Abstract

Secondary bone grafting to the maxillary alveolar clefts has been used for many clinical advantages including bone support for the permission of the adjacent canine eruption to the clefts, permanent stability of the maxillary segments, and closure of the oro-nasal fistula. It has been shown that acceptable vertical bone formation is obtained only in about 60 to 70% of cases by conventional secondary bone grafting. Therefore, some modification on the surgical technique for bone grafting to the alveolar clefts is required to obtain better results.

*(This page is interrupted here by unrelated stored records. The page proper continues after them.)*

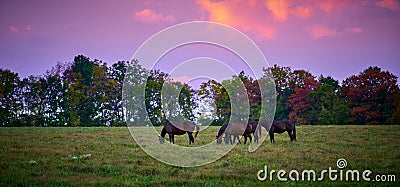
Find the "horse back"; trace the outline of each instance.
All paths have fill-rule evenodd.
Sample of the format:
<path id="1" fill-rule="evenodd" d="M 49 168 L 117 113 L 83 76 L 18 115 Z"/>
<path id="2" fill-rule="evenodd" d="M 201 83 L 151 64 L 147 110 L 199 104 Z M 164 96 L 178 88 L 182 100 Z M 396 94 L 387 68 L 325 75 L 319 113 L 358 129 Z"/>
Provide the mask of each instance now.
<path id="1" fill-rule="evenodd" d="M 247 128 L 247 123 L 230 123 L 226 128 L 226 133 L 231 135 L 242 135 Z"/>
<path id="2" fill-rule="evenodd" d="M 168 133 L 173 133 L 176 135 L 183 135 L 186 133 L 186 131 L 183 130 L 183 126 L 180 128 L 179 126 L 176 127 L 175 125 L 177 124 L 167 123 L 164 125 L 164 128 Z"/>
<path id="3" fill-rule="evenodd" d="M 187 132 L 194 132 L 196 130 L 196 124 L 192 121 L 183 122 L 183 129 Z"/>
<path id="4" fill-rule="evenodd" d="M 292 131 L 294 123 L 290 120 L 273 121 L 270 131 L 275 133 L 283 133 L 285 131 Z"/>
<path id="5" fill-rule="evenodd" d="M 174 132 L 180 132 L 181 133 L 185 133 L 185 132 L 194 132 L 196 125 L 194 122 L 191 121 L 184 121 L 184 122 L 175 122 L 175 123 L 168 123 L 170 126 L 173 126 L 173 128 L 171 128 L 171 130 L 173 130 Z"/>
<path id="6" fill-rule="evenodd" d="M 257 121 L 250 121 L 249 126 L 251 126 L 251 133 L 255 133 L 257 129 L 258 122 Z"/>

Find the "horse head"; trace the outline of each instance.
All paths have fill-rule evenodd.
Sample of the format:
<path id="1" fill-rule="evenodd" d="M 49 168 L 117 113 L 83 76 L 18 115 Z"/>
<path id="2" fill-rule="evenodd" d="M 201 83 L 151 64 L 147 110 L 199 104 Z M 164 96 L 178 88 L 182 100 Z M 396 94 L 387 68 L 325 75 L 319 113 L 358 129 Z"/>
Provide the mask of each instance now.
<path id="1" fill-rule="evenodd" d="M 161 144 L 163 144 L 164 141 L 165 141 L 165 139 L 163 137 L 161 137 L 161 136 L 158 137 L 158 140 L 160 141 Z"/>
<path id="2" fill-rule="evenodd" d="M 221 136 L 216 136 L 217 137 L 217 144 L 222 143 L 222 135 Z"/>

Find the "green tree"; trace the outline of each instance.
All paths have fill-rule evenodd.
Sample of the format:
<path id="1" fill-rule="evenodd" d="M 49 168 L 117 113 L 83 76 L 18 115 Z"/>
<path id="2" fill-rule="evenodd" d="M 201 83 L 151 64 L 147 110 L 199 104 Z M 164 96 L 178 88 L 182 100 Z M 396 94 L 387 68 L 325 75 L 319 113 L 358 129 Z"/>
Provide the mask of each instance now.
<path id="1" fill-rule="evenodd" d="M 132 61 L 131 63 L 127 61 L 118 61 L 114 63 L 111 68 L 108 68 L 108 102 L 110 105 L 111 114 L 111 125 L 113 126 L 125 126 L 124 121 L 124 110 L 122 107 L 122 86 L 124 83 L 125 72 L 129 64 L 138 63 L 137 61 Z"/>
<path id="2" fill-rule="evenodd" d="M 221 83 L 215 80 L 202 83 L 198 95 L 200 98 L 207 98 L 207 100 L 213 102 L 216 107 L 214 109 L 215 120 L 212 122 L 212 125 L 222 125 L 229 121 L 231 115 L 230 98 L 228 92 Z"/>
<path id="3" fill-rule="evenodd" d="M 272 73 L 277 93 L 275 119 L 289 119 L 290 109 L 287 107 L 287 102 L 289 101 L 289 96 L 294 92 L 291 85 L 293 72 L 290 67 L 280 67 L 276 64 L 264 69 L 264 74 L 268 74 L 268 72 Z"/>
<path id="4" fill-rule="evenodd" d="M 17 120 L 17 112 L 21 104 L 16 100 L 20 79 L 17 73 L 0 69 L 0 124 L 12 126 Z"/>
<path id="5" fill-rule="evenodd" d="M 122 87 L 123 103 L 121 104 L 123 105 L 122 112 L 126 116 L 128 125 L 147 125 L 149 119 L 147 117 L 146 104 L 148 102 L 145 99 L 143 90 L 146 88 L 149 71 L 144 69 L 136 60 L 126 66 L 126 71 L 121 71 L 124 69 L 124 64 L 117 66 L 117 68 L 114 68 L 116 70 L 112 76 L 121 81 L 121 84 L 122 82 L 124 83 Z M 124 74 L 124 78 L 120 76 L 121 74 Z"/>
<path id="6" fill-rule="evenodd" d="M 88 57 L 78 55 L 74 58 L 71 68 L 65 72 L 64 84 L 68 88 L 66 113 L 72 126 L 101 125 L 100 120 L 96 118 L 99 106 L 96 106 L 94 68 L 93 61 L 90 61 Z"/>
<path id="7" fill-rule="evenodd" d="M 319 83 L 320 86 L 308 95 L 312 103 L 309 113 L 313 115 L 313 123 L 324 125 L 348 123 L 349 107 L 338 96 L 338 81 L 321 75 Z"/>

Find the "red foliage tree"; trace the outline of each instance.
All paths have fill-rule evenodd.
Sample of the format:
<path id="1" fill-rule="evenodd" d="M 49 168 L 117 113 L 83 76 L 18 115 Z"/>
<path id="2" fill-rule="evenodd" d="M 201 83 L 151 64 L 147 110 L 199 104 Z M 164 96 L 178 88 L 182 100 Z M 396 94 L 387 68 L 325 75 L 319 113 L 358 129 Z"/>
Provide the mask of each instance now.
<path id="1" fill-rule="evenodd" d="M 309 93 L 318 88 L 319 82 L 314 77 L 309 76 L 302 81 L 302 87 L 294 90 L 290 95 L 287 107 L 291 109 L 289 119 L 298 124 L 312 124 L 313 103 L 309 99 Z"/>
<path id="2" fill-rule="evenodd" d="M 369 67 L 342 83 L 341 92 L 350 106 L 354 124 L 386 124 L 394 113 L 397 77 L 378 67 Z"/>

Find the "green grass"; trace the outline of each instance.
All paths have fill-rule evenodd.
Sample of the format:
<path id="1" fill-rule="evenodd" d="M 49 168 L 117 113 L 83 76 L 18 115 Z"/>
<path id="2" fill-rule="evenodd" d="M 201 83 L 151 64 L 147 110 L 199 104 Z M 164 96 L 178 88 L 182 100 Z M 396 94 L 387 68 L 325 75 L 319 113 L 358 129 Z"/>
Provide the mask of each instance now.
<path id="1" fill-rule="evenodd" d="M 295 143 L 287 134 L 278 134 L 276 144 L 265 141 L 253 153 L 239 144 L 212 164 L 180 168 L 148 156 L 127 128 L 0 128 L 0 186 L 399 185 L 399 130 L 400 126 L 298 126 Z M 217 131 L 210 127 L 200 132 L 194 146 L 210 142 Z M 175 139 L 188 144 L 187 135 Z M 394 174 L 396 182 L 332 182 L 327 177 L 322 182 L 280 182 L 276 176 L 273 181 L 258 181 L 256 176 L 264 165 L 287 172 L 336 168 L 339 158 L 347 160 L 345 169 Z"/>

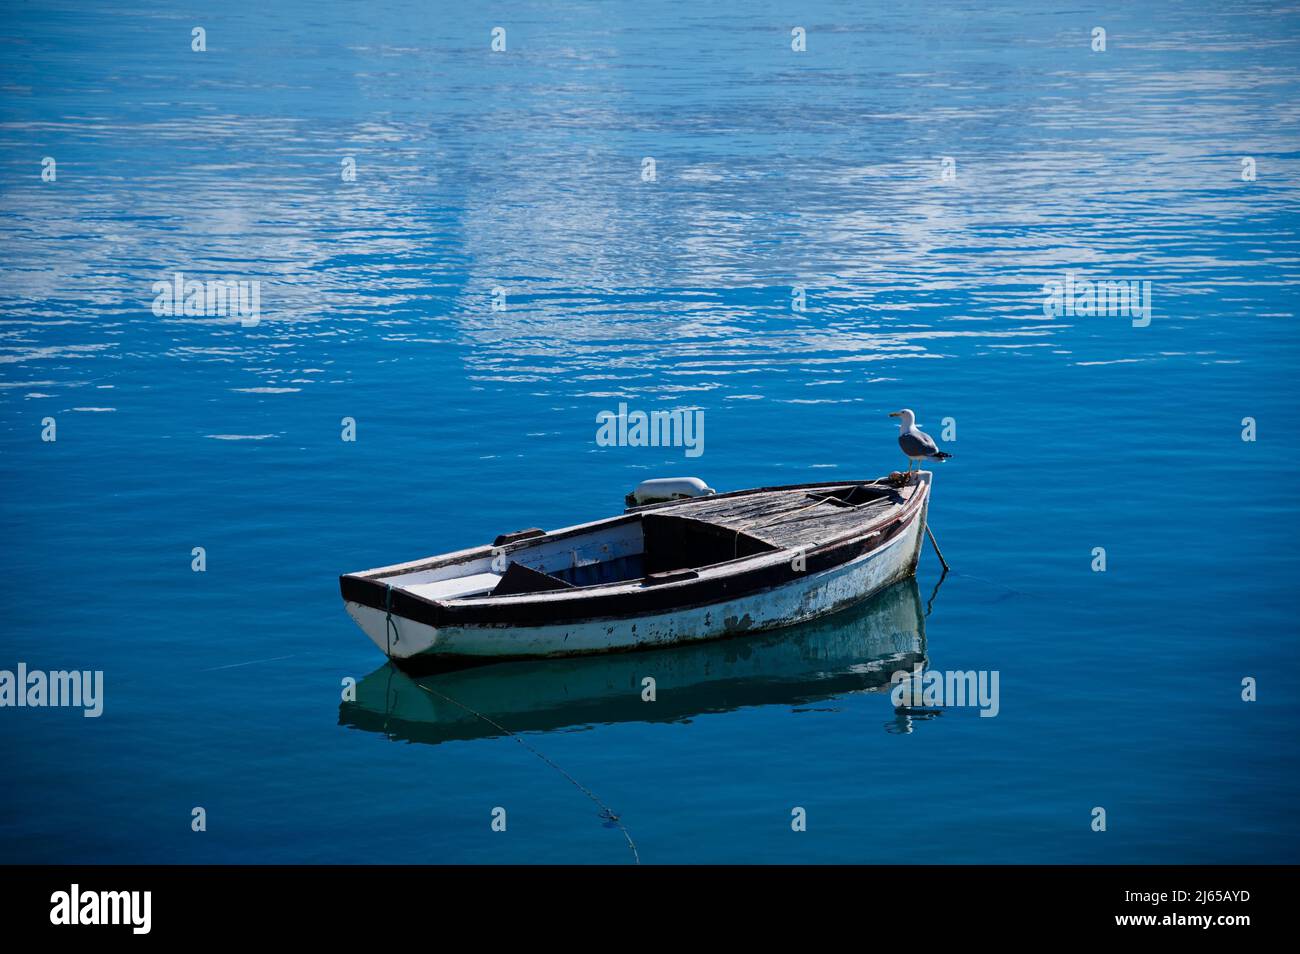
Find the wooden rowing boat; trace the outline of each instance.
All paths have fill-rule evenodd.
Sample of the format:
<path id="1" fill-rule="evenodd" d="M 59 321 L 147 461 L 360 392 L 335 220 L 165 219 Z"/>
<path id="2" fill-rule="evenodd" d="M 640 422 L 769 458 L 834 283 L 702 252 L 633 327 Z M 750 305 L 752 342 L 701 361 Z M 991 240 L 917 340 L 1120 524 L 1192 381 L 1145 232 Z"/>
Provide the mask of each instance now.
<path id="1" fill-rule="evenodd" d="M 912 575 L 930 483 L 918 471 L 631 506 L 348 573 L 340 590 L 348 613 L 399 664 L 760 632 L 836 612 Z"/>

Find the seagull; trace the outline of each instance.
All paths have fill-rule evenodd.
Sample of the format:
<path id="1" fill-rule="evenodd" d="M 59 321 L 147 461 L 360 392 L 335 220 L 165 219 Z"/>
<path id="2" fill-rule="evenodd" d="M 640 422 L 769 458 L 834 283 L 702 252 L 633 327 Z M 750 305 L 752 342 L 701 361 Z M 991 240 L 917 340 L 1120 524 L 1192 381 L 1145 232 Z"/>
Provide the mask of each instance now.
<path id="1" fill-rule="evenodd" d="M 939 445 L 934 442 L 933 437 L 921 432 L 921 429 L 916 426 L 916 415 L 909 408 L 893 411 L 889 416 L 902 419 L 898 423 L 898 446 L 903 448 L 903 453 L 907 455 L 909 471 L 916 461 L 947 460 L 952 456 L 939 450 Z"/>

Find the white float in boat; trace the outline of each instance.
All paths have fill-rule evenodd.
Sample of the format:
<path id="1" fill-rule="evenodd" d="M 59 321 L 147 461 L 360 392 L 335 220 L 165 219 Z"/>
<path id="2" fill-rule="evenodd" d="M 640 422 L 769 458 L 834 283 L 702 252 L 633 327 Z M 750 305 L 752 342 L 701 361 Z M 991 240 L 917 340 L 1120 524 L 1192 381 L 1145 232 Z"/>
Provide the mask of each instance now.
<path id="1" fill-rule="evenodd" d="M 698 477 L 656 477 L 643 480 L 636 485 L 636 490 L 627 495 L 629 507 L 639 504 L 663 503 L 667 500 L 682 500 L 687 497 L 706 497 L 717 491 Z"/>

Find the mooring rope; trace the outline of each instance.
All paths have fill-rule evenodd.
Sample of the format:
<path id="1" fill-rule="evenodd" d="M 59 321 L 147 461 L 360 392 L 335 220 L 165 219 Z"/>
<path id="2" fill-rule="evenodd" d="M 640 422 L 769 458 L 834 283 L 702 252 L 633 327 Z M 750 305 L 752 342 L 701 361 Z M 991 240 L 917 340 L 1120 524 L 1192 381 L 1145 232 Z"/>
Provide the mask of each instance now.
<path id="1" fill-rule="evenodd" d="M 939 563 L 943 566 L 943 572 L 948 572 L 948 561 L 943 558 L 943 551 L 939 549 L 939 541 L 934 538 L 934 531 L 930 529 L 930 521 L 925 522 L 925 532 L 930 537 L 930 544 L 934 547 L 934 555 L 939 558 Z"/>
<path id="2" fill-rule="evenodd" d="M 402 641 L 402 634 L 397 631 L 397 624 L 393 622 L 393 584 L 384 584 L 384 641 L 388 643 L 388 658 L 393 658 L 393 636 L 397 637 L 397 642 Z"/>
<path id="3" fill-rule="evenodd" d="M 431 689 L 430 687 L 424 685 L 423 683 L 419 683 L 419 682 L 417 682 L 416 685 L 419 686 L 421 689 L 423 689 L 425 692 L 427 692 L 427 693 L 429 693 L 429 694 L 431 694 L 431 695 L 435 695 L 435 696 L 437 696 L 437 697 L 440 698 L 440 699 L 445 699 L 446 701 L 450 702 L 450 703 L 451 703 L 452 705 L 454 705 L 454 706 L 459 706 L 460 708 L 462 708 L 462 709 L 464 709 L 466 712 L 468 712 L 470 715 L 477 716 L 478 718 L 480 718 L 480 719 L 482 719 L 484 722 L 486 722 L 488 725 L 492 726 L 494 729 L 497 729 L 497 730 L 499 730 L 499 731 L 501 731 L 501 732 L 504 732 L 506 735 L 510 736 L 510 738 L 514 739 L 516 742 L 518 742 L 520 745 L 522 745 L 524 748 L 526 748 L 529 752 L 532 752 L 533 755 L 537 756 L 539 759 L 541 759 L 543 762 L 545 762 L 545 763 L 546 763 L 547 765 L 549 765 L 551 768 L 555 769 L 555 771 L 559 772 L 561 775 L 563 775 L 565 778 L 567 778 L 570 782 L 573 783 L 573 786 L 574 786 L 578 791 L 582 792 L 582 794 L 586 795 L 586 796 L 587 796 L 588 798 L 590 798 L 593 802 L 595 802 L 597 806 L 599 806 L 599 808 L 600 808 L 600 817 L 601 817 L 601 818 L 604 818 L 606 821 L 611 821 L 611 822 L 613 822 L 615 825 L 618 826 L 618 830 L 621 831 L 621 832 L 623 833 L 623 837 L 627 839 L 627 846 L 628 846 L 629 848 L 632 849 L 632 857 L 636 860 L 636 863 L 637 863 L 637 864 L 640 864 L 640 863 L 641 863 L 641 856 L 637 853 L 637 850 L 636 850 L 636 842 L 634 842 L 634 841 L 632 840 L 632 835 L 631 835 L 631 833 L 627 830 L 627 827 L 623 824 L 622 819 L 620 819 L 617 815 L 615 815 L 614 812 L 610 810 L 609 806 L 606 805 L 604 802 L 602 802 L 602 801 L 601 801 L 601 800 L 596 796 L 596 793 L 595 793 L 595 792 L 593 792 L 591 789 L 587 788 L 585 785 L 583 785 L 581 782 L 579 782 L 576 778 L 574 778 L 574 777 L 573 777 L 572 775 L 570 775 L 568 772 L 564 771 L 564 769 L 560 768 L 558 765 L 556 765 L 554 762 L 552 762 L 550 759 L 548 759 L 545 755 L 543 755 L 541 752 L 537 751 L 537 749 L 533 748 L 531 745 L 529 745 L 527 742 L 525 742 L 525 741 L 524 741 L 522 738 L 520 738 L 519 736 L 515 735 L 513 732 L 511 732 L 509 729 L 507 729 L 507 728 L 506 728 L 505 726 L 503 726 L 501 723 L 496 722 L 496 721 L 494 721 L 494 720 L 492 720 L 492 719 L 489 719 L 489 718 L 488 718 L 487 716 L 485 716 L 483 713 L 479 712 L 479 711 L 476 710 L 476 709 L 471 709 L 469 706 L 465 705 L 465 703 L 463 703 L 463 702 L 457 702 L 455 699 L 453 699 L 451 696 L 447 695 L 447 694 L 444 693 L 444 692 L 439 692 L 437 689 Z"/>
<path id="4" fill-rule="evenodd" d="M 948 570 L 945 567 L 944 571 L 939 574 L 939 579 L 934 584 L 934 589 L 930 591 L 930 601 L 925 604 L 926 619 L 930 618 L 930 610 L 934 609 L 934 598 L 939 595 L 939 587 L 943 586 L 943 581 L 946 580 L 947 578 L 948 578 Z"/>

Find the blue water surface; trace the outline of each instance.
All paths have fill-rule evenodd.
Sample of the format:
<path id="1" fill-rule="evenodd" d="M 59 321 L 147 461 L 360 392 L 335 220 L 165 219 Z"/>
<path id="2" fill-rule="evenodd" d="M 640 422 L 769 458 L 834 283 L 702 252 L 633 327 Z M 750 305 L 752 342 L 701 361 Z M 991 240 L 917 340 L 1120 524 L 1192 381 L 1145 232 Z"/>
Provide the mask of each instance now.
<path id="1" fill-rule="evenodd" d="M 653 863 L 1300 860 L 1298 176 L 1281 4 L 9 5 L 0 669 L 106 698 L 0 709 L 0 861 L 631 863 L 601 806 Z M 155 315 L 178 271 L 260 321 Z M 1150 323 L 1045 315 L 1069 272 Z M 598 446 L 620 402 L 704 453 Z M 512 736 L 338 597 L 650 476 L 886 473 L 900 407 L 954 454 L 928 616 L 929 551 L 425 683 Z M 896 715 L 918 652 L 998 715 Z"/>

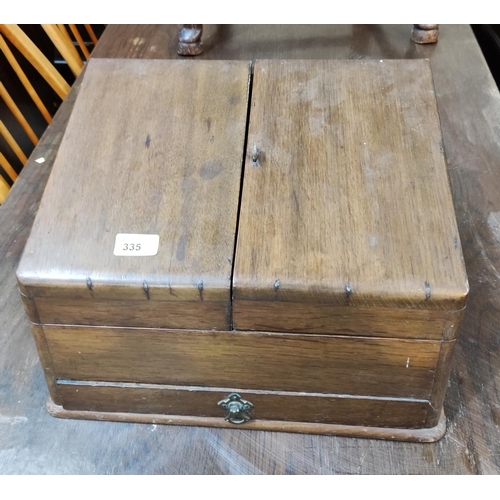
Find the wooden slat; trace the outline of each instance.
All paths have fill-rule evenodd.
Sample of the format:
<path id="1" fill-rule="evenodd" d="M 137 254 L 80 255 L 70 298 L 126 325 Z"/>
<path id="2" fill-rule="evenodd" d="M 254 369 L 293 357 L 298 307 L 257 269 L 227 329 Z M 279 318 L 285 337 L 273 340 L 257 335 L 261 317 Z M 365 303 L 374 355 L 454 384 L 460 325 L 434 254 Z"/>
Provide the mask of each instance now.
<path id="1" fill-rule="evenodd" d="M 71 50 L 71 52 L 73 52 L 73 55 L 75 56 L 78 63 L 81 64 L 81 66 L 83 66 L 83 60 L 78 52 L 78 49 L 75 47 L 75 43 L 73 42 L 71 35 L 66 29 L 66 26 L 64 24 L 58 24 L 57 27 L 59 28 L 59 31 L 62 33 L 63 38 L 66 40 L 68 48 Z"/>
<path id="2" fill-rule="evenodd" d="M 38 137 L 28 123 L 28 120 L 26 120 L 24 115 L 21 113 L 21 110 L 17 107 L 17 104 L 7 92 L 7 89 L 2 82 L 0 82 L 0 98 L 5 101 L 5 104 L 7 104 L 7 107 L 19 122 L 19 125 L 21 125 L 22 129 L 26 132 L 26 135 L 30 138 L 30 141 L 36 146 L 38 144 Z"/>
<path id="3" fill-rule="evenodd" d="M 85 45 L 85 42 L 83 41 L 82 35 L 80 35 L 80 32 L 78 31 L 78 28 L 76 27 L 76 24 L 69 24 L 69 29 L 71 30 L 71 33 L 73 33 L 73 36 L 75 37 L 76 41 L 78 42 L 78 45 L 80 46 L 80 49 L 83 53 L 83 55 L 88 59 L 90 57 L 90 52 L 89 49 L 87 49 L 87 46 Z"/>
<path id="4" fill-rule="evenodd" d="M 54 89 L 56 94 L 61 99 L 64 99 L 68 95 L 70 89 L 68 83 L 57 72 L 40 49 L 26 36 L 24 31 L 19 28 L 17 24 L 0 24 L 0 30 L 12 42 L 17 50 L 19 50 L 35 67 L 40 75 Z"/>
<path id="5" fill-rule="evenodd" d="M 12 151 L 16 154 L 16 156 L 19 158 L 19 161 L 24 165 L 27 161 L 28 158 L 24 154 L 23 150 L 19 146 L 19 144 L 16 142 L 12 134 L 9 132 L 7 127 L 5 126 L 5 123 L 0 120 L 0 135 L 5 139 L 7 144 L 10 146 Z"/>
<path id="6" fill-rule="evenodd" d="M 440 342 L 256 332 L 43 327 L 57 378 L 430 397 Z"/>
<path id="7" fill-rule="evenodd" d="M 95 36 L 95 33 L 94 33 L 94 30 L 92 29 L 92 26 L 90 24 L 84 24 L 84 26 L 85 26 L 85 29 L 87 30 L 87 33 L 90 36 L 90 39 L 92 40 L 92 43 L 94 45 L 96 45 L 99 40 Z"/>
<path id="8" fill-rule="evenodd" d="M 12 181 L 17 179 L 17 172 L 12 168 L 12 165 L 7 161 L 7 158 L 0 153 L 0 166 L 5 170 L 5 173 Z"/>
<path id="9" fill-rule="evenodd" d="M 0 175 L 0 205 L 5 201 L 5 198 L 7 198 L 9 191 L 9 183 Z"/>
<path id="10" fill-rule="evenodd" d="M 31 82 L 28 80 L 28 77 L 22 70 L 21 66 L 17 62 L 16 58 L 14 57 L 14 54 L 10 50 L 9 46 L 5 42 L 4 38 L 2 35 L 0 35 L 0 49 L 4 53 L 5 57 L 9 61 L 10 65 L 12 66 L 12 69 L 16 72 L 16 75 L 19 77 L 21 80 L 21 83 L 24 85 L 24 88 L 30 95 L 31 99 L 33 99 L 33 102 L 35 103 L 36 107 L 39 109 L 40 113 L 42 113 L 43 117 L 47 121 L 47 123 L 50 123 L 52 121 L 52 117 L 50 116 L 50 113 L 48 112 L 47 108 L 45 107 L 45 104 L 42 102 L 40 99 L 40 96 L 38 95 L 37 91 L 31 84 Z"/>
<path id="11" fill-rule="evenodd" d="M 82 70 L 83 62 L 78 53 L 74 50 L 75 47 L 73 44 L 68 42 L 68 39 L 56 24 L 42 24 L 41 26 L 52 40 L 52 43 L 56 46 L 61 56 L 66 60 L 73 74 L 78 76 Z"/>

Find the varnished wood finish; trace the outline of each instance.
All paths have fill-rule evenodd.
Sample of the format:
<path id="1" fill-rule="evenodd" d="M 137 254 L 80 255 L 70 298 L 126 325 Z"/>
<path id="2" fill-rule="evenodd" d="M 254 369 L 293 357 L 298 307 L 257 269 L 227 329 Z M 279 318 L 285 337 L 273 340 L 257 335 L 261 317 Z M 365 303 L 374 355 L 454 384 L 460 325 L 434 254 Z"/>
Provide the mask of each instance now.
<path id="1" fill-rule="evenodd" d="M 440 348 L 431 341 L 255 332 L 43 330 L 57 378 L 416 399 L 430 396 Z"/>
<path id="2" fill-rule="evenodd" d="M 186 417 L 179 415 L 151 415 L 138 413 L 111 413 L 81 410 L 65 410 L 50 400 L 47 403 L 49 412 L 59 418 L 81 418 L 88 420 L 111 420 L 114 422 L 134 422 L 140 424 L 196 425 L 204 427 L 225 427 L 233 429 L 234 425 L 213 417 Z M 308 434 L 326 434 L 330 436 L 384 439 L 389 441 L 410 441 L 416 443 L 433 443 L 441 439 L 446 432 L 444 413 L 436 427 L 431 429 L 395 429 L 383 427 L 360 427 L 338 424 L 302 424 L 301 422 L 283 421 L 250 421 L 241 430 L 300 432 Z"/>
<path id="3" fill-rule="evenodd" d="M 59 382 L 57 391 L 65 410 L 215 417 L 222 421 L 225 411 L 217 403 L 236 392 L 253 404 L 252 420 L 341 425 L 356 422 L 362 427 L 434 427 L 426 425 L 429 403 L 417 400 L 72 381 Z"/>
<path id="4" fill-rule="evenodd" d="M 54 372 L 52 357 L 47 347 L 45 332 L 40 325 L 35 325 L 33 323 L 31 324 L 31 332 L 33 333 L 33 338 L 35 339 L 38 356 L 43 368 L 43 373 L 45 375 L 45 381 L 47 382 L 49 394 L 52 400 L 58 403 L 60 398 L 56 388 L 57 377 Z"/>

Three different grafting methods of PCBM alone, PCBM with free-periosteum, and PCBM with titanium mesh plate were performed on 48 (mean age 10.7 ± 1.2 years), 43 (mean age 9.9 ± 1.1 years), and 2 (mean age 9.6 ± 0.8 years) alveolar clefts, respectively. The periosteum or titanium mesh plate was placed on the top of the grafted PCBM, and the grafted PCBM was covered with the gingival mucoperiosteum flaps. The vertical bone formation was evaluated by dental radiographs as follow; (the height of the interalveolar septum) / (the length of the central incisor root adjacent to the alveolar cleft). Score 1; ≤ 0.25, score 2; 0.26 to 0.50, score 3; 0.51 to 0.75, and score 4; > 0.75. In bilateral cleft patients, a separate evaluation was made on each side. Data are expressed as mean ± S.D. Statistical significance was assessed by χ2-test or Mann-Whitney U-test, and p values < 0.05 were considered significant. We investigated the effects of free-priosteum grafting and titanium mesh plate on vertical bone formation by secondary particulate cancellous bone and marrow (PCBM) grafting in alveolar clefts. Vertical bone formation which scored 3 or 4 was obtained in 81.3% of the control group, while it was obtained in 97.7% of the free-periosteum grafted group and in 100% of the titanium mesh plate group. The rate of postoperative wound dehiscence was 10.4% in the control group, 25.6% in the free-periosteum grafted group, and 100% in the titanium mesh plate group. In the wound dehiscence cases, however, the grafted periosteum and the titanium mesh plate covered the grafted bone, and prevented bone loss. The titanium mesh plate had to be removed to rescue the wound healing, while the periosteum was not because the dehiscence was closed within 2 weeks. These results suggest that PCBM with free-periosteum grafting is most useful for bone formation in alveolar clefts.